Film irlando-hispano-français de Neil Jordan (2022), avec Liam Neeson, Diane Kruger, Jessica Lange, Adewale Akinnuoye-Agbaje, Colm Meaney, Daniela Melchior, Alan Cumming, Danny Huston, Seana Kerslake, François Arnaud, Ian Hart, Julius Cotter… 1h49. Sortie le 15 février 2023.
Liam Neeson
Philip Marlowe est une authentique icône du polar qu’ont essentiellement immortalisée à l'écran deux interprètes de légende : Humphrey Bogart, puis Robert Mitchum. La particularité du film que lui consacre aujourd’hui l’aguerri Neil Jordan est de ne pas s’inspirer d’un des romans dont il est le héros, mais plutôt de partir du personnage pour lui assigner une enquête dans l’univers des studios hollywoodiens, en s’appuyant sur l’œuvre d’un autre écrivain, contemporain celui-là, John Banville, “La blonde aux yeux noirs”, adapté par un maître en la matière, William Monahan, oscarisé en 2007 pour le script des Infiltrés de Martin Scorsese.

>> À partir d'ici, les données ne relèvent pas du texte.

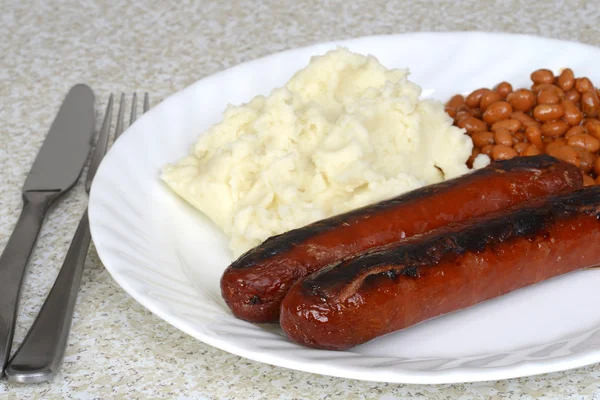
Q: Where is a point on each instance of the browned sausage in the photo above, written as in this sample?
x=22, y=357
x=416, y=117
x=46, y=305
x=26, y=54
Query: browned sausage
x=445, y=270
x=254, y=285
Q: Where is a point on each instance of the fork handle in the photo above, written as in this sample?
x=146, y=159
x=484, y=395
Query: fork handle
x=41, y=353
x=13, y=263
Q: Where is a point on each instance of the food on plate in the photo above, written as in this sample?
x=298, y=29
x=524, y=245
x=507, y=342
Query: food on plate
x=448, y=269
x=558, y=115
x=344, y=132
x=254, y=285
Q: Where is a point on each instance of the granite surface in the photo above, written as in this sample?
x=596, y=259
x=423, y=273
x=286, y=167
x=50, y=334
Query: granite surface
x=117, y=348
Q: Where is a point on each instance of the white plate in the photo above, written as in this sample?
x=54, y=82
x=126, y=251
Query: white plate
x=170, y=257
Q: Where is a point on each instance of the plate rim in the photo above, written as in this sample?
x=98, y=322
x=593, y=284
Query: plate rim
x=403, y=376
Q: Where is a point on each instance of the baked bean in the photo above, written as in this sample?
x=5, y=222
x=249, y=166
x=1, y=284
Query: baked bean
x=587, y=142
x=554, y=144
x=456, y=101
x=572, y=95
x=573, y=115
x=559, y=115
x=521, y=147
x=534, y=135
x=460, y=115
x=518, y=137
x=590, y=103
x=574, y=130
x=525, y=119
x=592, y=127
x=548, y=112
x=474, y=98
x=512, y=125
x=487, y=149
x=583, y=85
x=542, y=76
x=482, y=138
x=566, y=79
x=472, y=124
x=586, y=159
x=488, y=98
x=497, y=112
x=588, y=180
x=503, y=136
x=555, y=128
x=565, y=153
x=532, y=150
x=504, y=88
x=548, y=96
x=547, y=86
x=521, y=100
x=474, y=153
x=503, y=152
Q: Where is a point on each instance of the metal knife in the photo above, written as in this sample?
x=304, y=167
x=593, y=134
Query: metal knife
x=55, y=170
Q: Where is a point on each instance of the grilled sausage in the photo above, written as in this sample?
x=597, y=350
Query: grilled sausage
x=254, y=285
x=445, y=270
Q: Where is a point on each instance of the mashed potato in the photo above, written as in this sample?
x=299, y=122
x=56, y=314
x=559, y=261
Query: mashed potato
x=344, y=132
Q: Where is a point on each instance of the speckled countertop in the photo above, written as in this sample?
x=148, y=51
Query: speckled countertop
x=117, y=348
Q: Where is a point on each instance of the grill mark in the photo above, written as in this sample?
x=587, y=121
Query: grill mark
x=449, y=243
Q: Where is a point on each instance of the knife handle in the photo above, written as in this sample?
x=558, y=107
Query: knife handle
x=41, y=353
x=13, y=263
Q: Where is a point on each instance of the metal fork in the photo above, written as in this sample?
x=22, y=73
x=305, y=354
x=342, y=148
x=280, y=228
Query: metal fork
x=41, y=353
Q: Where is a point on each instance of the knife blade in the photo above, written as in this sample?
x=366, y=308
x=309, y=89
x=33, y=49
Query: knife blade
x=55, y=170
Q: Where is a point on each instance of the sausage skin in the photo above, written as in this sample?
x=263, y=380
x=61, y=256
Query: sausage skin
x=445, y=270
x=254, y=285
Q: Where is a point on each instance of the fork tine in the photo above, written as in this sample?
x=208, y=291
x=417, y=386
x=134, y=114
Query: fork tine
x=101, y=144
x=133, y=109
x=146, y=102
x=120, y=117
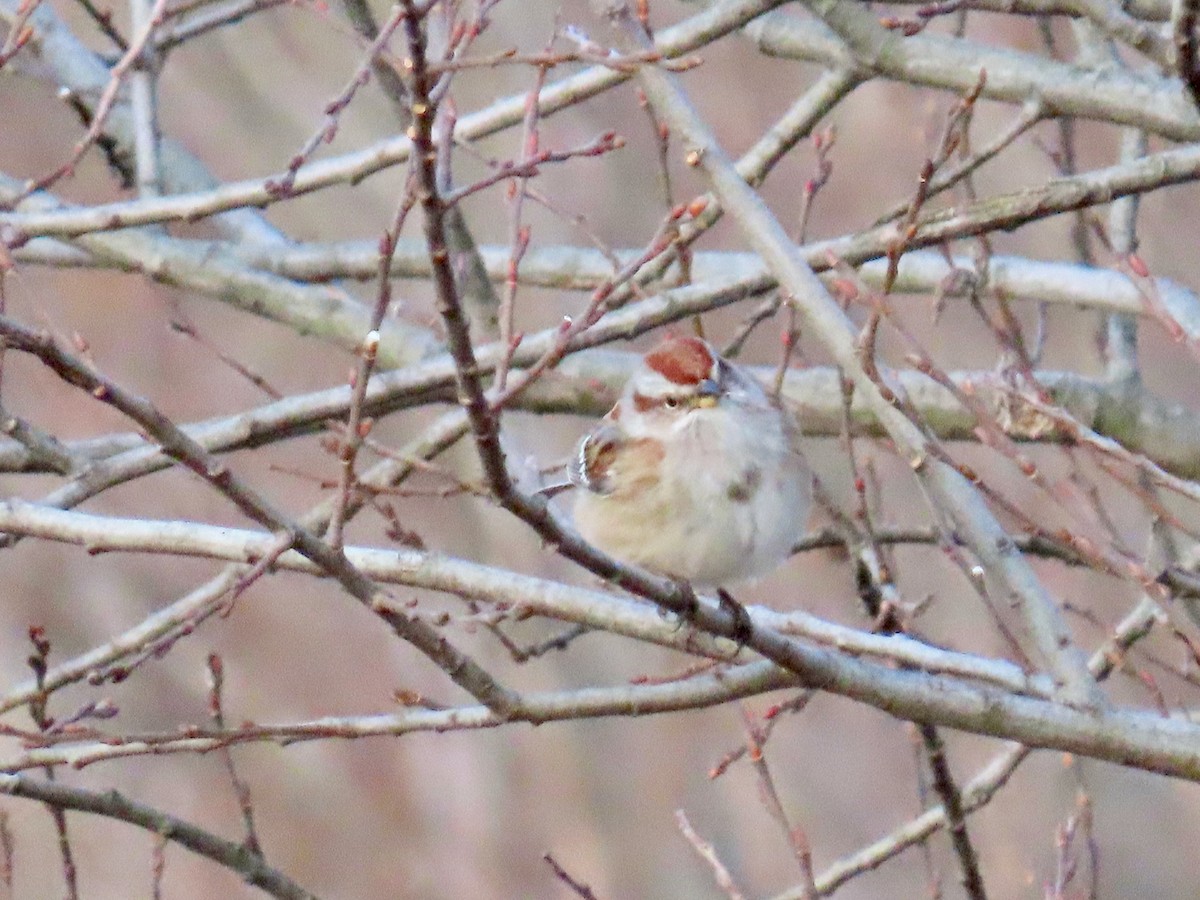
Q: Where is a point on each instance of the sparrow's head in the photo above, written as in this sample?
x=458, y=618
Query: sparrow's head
x=683, y=375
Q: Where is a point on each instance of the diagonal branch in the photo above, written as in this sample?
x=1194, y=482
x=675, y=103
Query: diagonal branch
x=947, y=487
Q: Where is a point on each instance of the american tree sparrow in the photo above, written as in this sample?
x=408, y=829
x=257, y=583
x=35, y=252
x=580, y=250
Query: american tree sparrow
x=695, y=473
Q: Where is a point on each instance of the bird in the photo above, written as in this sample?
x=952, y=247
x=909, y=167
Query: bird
x=696, y=473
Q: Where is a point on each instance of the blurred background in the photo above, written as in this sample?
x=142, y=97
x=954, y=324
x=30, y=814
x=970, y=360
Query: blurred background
x=472, y=814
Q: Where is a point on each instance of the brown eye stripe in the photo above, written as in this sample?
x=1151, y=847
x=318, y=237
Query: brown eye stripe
x=643, y=405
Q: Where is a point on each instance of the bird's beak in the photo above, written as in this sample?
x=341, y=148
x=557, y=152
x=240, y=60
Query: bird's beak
x=707, y=394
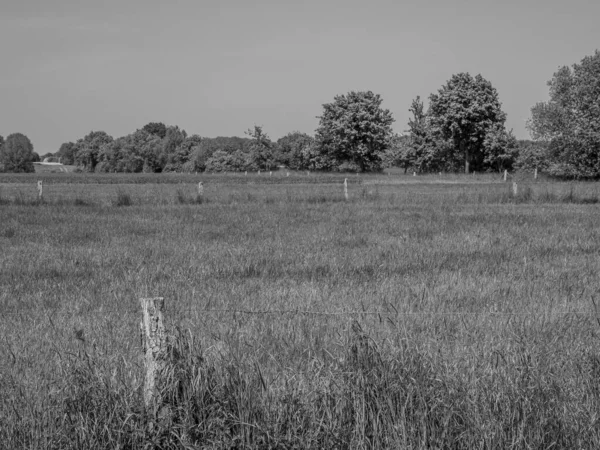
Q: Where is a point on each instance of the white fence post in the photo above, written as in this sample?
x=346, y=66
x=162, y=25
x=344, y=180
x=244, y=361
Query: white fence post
x=154, y=346
x=40, y=190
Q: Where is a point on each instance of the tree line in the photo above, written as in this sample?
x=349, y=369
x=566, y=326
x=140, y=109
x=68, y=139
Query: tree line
x=463, y=128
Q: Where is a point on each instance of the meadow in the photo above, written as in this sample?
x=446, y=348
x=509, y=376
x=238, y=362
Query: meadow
x=424, y=312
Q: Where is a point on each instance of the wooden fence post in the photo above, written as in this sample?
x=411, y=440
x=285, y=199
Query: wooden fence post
x=346, y=188
x=154, y=345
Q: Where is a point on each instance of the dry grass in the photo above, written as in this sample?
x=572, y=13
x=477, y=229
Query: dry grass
x=416, y=315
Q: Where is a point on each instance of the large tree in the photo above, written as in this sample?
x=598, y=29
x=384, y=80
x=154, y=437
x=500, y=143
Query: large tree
x=464, y=110
x=260, y=150
x=156, y=128
x=16, y=154
x=66, y=153
x=570, y=121
x=290, y=150
x=354, y=129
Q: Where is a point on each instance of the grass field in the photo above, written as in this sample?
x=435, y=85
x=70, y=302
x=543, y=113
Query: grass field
x=425, y=312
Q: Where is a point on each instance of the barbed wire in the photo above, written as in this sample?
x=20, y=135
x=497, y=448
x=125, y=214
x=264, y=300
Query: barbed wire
x=48, y=312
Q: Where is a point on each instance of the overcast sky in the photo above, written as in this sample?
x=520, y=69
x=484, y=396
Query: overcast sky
x=216, y=68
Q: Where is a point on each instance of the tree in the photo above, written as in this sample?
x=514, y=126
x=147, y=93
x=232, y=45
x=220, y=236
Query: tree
x=261, y=153
x=174, y=137
x=290, y=150
x=88, y=149
x=66, y=153
x=16, y=154
x=399, y=153
x=464, y=110
x=355, y=129
x=182, y=153
x=570, y=121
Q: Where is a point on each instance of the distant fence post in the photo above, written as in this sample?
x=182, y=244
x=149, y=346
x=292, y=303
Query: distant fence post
x=154, y=346
x=346, y=188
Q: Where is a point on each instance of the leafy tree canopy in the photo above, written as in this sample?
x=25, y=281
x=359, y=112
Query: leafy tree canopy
x=291, y=150
x=463, y=111
x=156, y=128
x=355, y=129
x=88, y=149
x=570, y=120
x=16, y=154
x=66, y=153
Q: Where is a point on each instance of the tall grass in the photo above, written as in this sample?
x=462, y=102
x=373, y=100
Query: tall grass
x=430, y=316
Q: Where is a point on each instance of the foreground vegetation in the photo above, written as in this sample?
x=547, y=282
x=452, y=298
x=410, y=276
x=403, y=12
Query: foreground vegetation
x=427, y=313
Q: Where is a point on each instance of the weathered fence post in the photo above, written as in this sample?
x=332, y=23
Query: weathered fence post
x=346, y=188
x=154, y=346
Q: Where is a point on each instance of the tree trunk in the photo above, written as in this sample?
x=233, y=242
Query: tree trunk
x=465, y=149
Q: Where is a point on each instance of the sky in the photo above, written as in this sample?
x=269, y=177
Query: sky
x=217, y=68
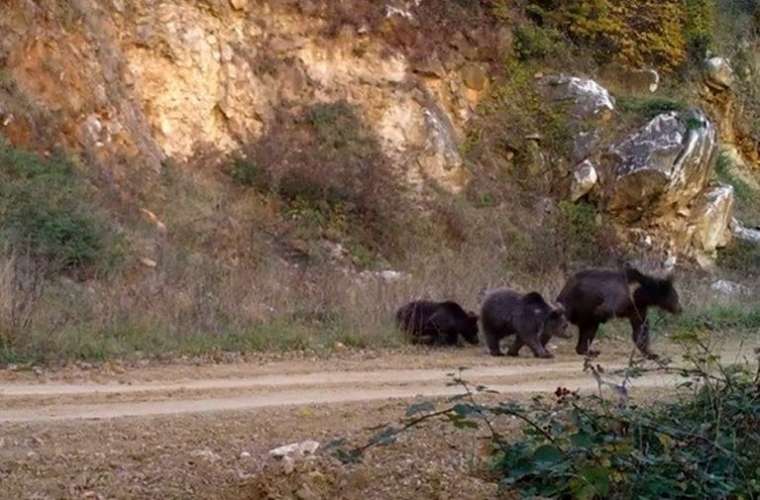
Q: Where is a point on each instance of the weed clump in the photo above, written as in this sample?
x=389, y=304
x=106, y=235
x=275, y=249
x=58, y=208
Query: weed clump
x=328, y=168
x=45, y=213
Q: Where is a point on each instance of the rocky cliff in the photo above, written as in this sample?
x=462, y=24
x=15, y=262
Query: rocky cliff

Un habile stratagème qui permet de convoquer en prime une imagerie familière des cinéphiles les plus nostalgiques. Cette production européenne s’est assurée pour cela la contribution d’une équipe artistique hors-pair qui reconstitue le Los Angeles des années 40 avec un soin de tous les plans, du chef opérateur d’Intacto, Xavi Giménez, au décorateur John Beard et à la costumière Betsy Heimann, en passant par le compositeur David Holmes. Elle s’est offert en bonus la présence de Diane Kruger, à la beauté intemporelle de femme fatale, et d’une actrice devenue un mythe qui se fit connaître il y a tout juste quarante ans en immortalisant une comédienne sacrifiée sur l’autel de la gloire dans Frances : Jessica Lange, laquelle obtint pour ce rôle de composition sa première nomination à l’Oscar de la meilleure actrice, l’année même où elle décrocha la statuette en tant que meilleur second rôle féminin pour Tootsie.
Diane Kruger
Marlowe est un régal pour les yeux autant que pour l’esprit. Sans doute influencé par trop de rôles virils dans ces films d’action dont il est l’un des héros les plus populaires, Liam Neeson campe le rôle-titre avec une économie d’effets qui sied au caractère ombrageux de son personnage, le quatrième que lui confie son compatriote irlandais Neil Jordan, avec un sommet à ce jour, Michael Collins (1996) qui a valu à l’un le Lion d’or à Venise et à l’autre la Coupe Volpi. L’action se déroule en 1939 à Los Angeles entre le monde du cinéma et le cercle le plus huppé de la ville. Une recréation davantage qu’une reconstitution à proprement parler, puisque c’est essentiellement Barcelone qui a servi de cadre à cet exercice de style à l’usage des initiés dont l’esthétique se réfère davantage à l’image qu’en ont perpétué les plus beaux fleurons du film noir qu’à la réalité topographique de l’époque. Une mise en perspective de nature à ravir les cinéphiles, l’intrigue s’avérant filandreuse à souhait, comme le veut la tradition. L’essentiel n’est dès lors pas d’essayer de comprendre, mais plutôt de se laisser embarquer dans un univers aussi ténébreux que photogénique où chaque vérité en dissimule bien d’autres. C’est la loi du genre et le secret de sa magie.